[Numpy-discussion] proposal: smaller representation of string arrays

Mon Apr 24 19:08:50 EDT 2017

Chris, you've mashed all of my emails together, some of them are in reply
to you, some in reply to others. Unfortunately, this dropped a lot of the
context from each of them, and appears to be creating some
misunderstandings about what each person is advocating.

On Mon, Apr 24, 2017 at 2:00 PM, Chris Barker <chris.barker at noaa.gov> wrote:
>
> On Mon, Apr 24, 2017 at 11:36 AM, Robert Kern <robert.kern at gmail.com>
wrote:

>> Solve the HDF5 problem (i.e. fixed-length UTF-8 strings)
>
> I agree-- binary compatibility with utf-8 is a core use case -- though is
it so bad to go through python's encoding/decoding machinery to so it? Do
numpy arrays HAVE to be storing utf-8 natively?
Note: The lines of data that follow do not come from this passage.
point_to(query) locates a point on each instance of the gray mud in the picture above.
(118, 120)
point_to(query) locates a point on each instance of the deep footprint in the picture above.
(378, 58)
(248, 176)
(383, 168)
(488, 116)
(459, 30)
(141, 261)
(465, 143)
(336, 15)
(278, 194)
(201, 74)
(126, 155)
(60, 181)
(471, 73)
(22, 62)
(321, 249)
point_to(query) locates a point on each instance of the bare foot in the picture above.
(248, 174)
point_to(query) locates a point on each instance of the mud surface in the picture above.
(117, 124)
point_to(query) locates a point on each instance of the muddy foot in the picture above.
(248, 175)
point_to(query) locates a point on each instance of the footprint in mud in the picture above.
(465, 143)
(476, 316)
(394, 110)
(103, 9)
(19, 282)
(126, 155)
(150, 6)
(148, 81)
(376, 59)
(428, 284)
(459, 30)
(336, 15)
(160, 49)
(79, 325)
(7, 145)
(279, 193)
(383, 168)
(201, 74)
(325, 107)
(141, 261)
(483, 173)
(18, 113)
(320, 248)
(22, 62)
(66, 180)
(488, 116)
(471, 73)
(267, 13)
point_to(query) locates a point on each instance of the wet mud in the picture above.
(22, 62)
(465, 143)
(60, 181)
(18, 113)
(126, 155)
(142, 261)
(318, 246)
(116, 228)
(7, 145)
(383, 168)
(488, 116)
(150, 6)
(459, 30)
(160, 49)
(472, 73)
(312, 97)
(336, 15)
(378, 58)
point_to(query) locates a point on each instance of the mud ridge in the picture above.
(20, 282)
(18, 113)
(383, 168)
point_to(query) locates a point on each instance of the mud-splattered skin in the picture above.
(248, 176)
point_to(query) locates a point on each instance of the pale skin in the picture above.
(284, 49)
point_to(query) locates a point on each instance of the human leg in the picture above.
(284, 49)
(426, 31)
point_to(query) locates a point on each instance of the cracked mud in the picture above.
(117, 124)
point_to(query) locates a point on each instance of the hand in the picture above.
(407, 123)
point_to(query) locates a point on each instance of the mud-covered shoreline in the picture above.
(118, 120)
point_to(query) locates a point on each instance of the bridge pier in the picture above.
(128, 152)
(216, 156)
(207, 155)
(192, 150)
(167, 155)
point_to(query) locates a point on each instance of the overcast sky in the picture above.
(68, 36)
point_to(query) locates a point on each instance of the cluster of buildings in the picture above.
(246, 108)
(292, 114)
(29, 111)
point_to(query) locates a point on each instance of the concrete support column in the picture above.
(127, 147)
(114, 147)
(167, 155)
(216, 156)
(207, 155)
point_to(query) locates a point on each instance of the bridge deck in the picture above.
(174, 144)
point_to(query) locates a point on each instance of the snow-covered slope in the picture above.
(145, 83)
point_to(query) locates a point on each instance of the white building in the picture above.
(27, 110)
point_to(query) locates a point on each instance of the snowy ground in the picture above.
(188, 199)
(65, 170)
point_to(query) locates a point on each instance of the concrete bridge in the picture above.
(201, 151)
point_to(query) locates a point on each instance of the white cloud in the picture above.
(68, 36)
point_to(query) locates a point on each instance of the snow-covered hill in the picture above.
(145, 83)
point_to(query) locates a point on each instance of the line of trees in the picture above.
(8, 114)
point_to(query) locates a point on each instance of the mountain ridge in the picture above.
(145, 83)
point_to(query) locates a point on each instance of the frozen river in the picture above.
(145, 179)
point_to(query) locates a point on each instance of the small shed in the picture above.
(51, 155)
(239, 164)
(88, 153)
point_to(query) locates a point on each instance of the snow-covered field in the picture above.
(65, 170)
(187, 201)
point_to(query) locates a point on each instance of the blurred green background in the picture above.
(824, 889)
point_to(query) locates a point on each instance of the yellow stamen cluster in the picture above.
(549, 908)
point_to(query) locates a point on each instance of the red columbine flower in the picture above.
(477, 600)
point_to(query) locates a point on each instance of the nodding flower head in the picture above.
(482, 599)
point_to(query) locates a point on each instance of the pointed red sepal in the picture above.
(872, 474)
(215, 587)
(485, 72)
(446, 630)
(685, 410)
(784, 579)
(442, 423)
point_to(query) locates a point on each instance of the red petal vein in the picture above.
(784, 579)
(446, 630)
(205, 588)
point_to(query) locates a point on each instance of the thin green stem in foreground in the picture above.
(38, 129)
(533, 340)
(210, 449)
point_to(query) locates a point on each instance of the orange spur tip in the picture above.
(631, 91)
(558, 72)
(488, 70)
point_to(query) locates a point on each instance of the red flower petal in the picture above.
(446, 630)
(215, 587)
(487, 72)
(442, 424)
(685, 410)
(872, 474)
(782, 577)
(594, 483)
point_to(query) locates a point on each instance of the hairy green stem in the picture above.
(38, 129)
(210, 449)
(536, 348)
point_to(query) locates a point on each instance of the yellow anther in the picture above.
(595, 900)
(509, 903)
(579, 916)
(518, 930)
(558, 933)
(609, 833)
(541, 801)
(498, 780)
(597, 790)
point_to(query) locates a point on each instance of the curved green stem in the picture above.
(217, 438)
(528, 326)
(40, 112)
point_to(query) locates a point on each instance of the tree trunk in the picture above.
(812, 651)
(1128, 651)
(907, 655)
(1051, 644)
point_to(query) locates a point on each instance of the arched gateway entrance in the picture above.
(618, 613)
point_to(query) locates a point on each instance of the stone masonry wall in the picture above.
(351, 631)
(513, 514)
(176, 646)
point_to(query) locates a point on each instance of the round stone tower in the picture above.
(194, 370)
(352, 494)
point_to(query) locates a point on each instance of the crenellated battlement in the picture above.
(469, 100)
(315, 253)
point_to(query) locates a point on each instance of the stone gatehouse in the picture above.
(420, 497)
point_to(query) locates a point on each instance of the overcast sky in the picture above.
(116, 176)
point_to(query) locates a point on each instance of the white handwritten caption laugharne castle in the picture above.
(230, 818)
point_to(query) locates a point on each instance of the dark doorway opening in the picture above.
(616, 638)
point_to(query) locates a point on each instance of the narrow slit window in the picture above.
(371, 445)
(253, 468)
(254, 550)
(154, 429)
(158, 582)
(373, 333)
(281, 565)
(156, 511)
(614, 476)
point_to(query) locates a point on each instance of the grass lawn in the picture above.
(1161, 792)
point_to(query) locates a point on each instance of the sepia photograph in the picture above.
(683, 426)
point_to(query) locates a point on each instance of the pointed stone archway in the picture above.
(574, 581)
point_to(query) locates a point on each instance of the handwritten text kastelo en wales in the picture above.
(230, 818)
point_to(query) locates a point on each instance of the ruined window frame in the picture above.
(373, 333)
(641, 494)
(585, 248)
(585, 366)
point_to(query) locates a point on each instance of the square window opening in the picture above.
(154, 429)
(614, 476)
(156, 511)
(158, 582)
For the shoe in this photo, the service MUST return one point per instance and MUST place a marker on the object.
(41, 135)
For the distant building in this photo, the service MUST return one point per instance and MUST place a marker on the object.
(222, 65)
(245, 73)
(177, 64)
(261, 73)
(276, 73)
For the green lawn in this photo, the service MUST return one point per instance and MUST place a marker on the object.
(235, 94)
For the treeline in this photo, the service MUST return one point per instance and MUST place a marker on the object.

If the point is to have an array that transparently accepts/yields
`unicode/str` scalars while maintaining the in-memory encoding, yes. If
that's not the point, then IMO the status quo is fine, and *no* new dtypes
should be added, just maybe some utility functions to convert between the
bytes-ish arrays and the Unicode-holding arrays (which was one of my
proposals). I am mostly happy to live in a world where I read in data as
bytes-ish arrays, decode into `object` arrays holding `unicode/str`
objects, do my manipulations, then encode the array into a bytes-ish array
to give to the C API or file format.

>> or leave it be until someone else is willing to solve that problem. I
don't think we're at the bikeshedding stage yet; we're still disagreeing
about fundamental requirements.
>
> yeah -- though I've seen projects get stuck in the sorting out what to
do, so nothing gets done stage before -- I don't want Julian to get too
frustrated and end up doing nothing.

I understand, but not all tedious discussions that have not yet achieved
consensus are bikeshedding to be cut short. We couldn't really decide what
to do back in the pre-1.0 days, too, so we just did *something*, and that
something is now the very situation that Julian has a problem with.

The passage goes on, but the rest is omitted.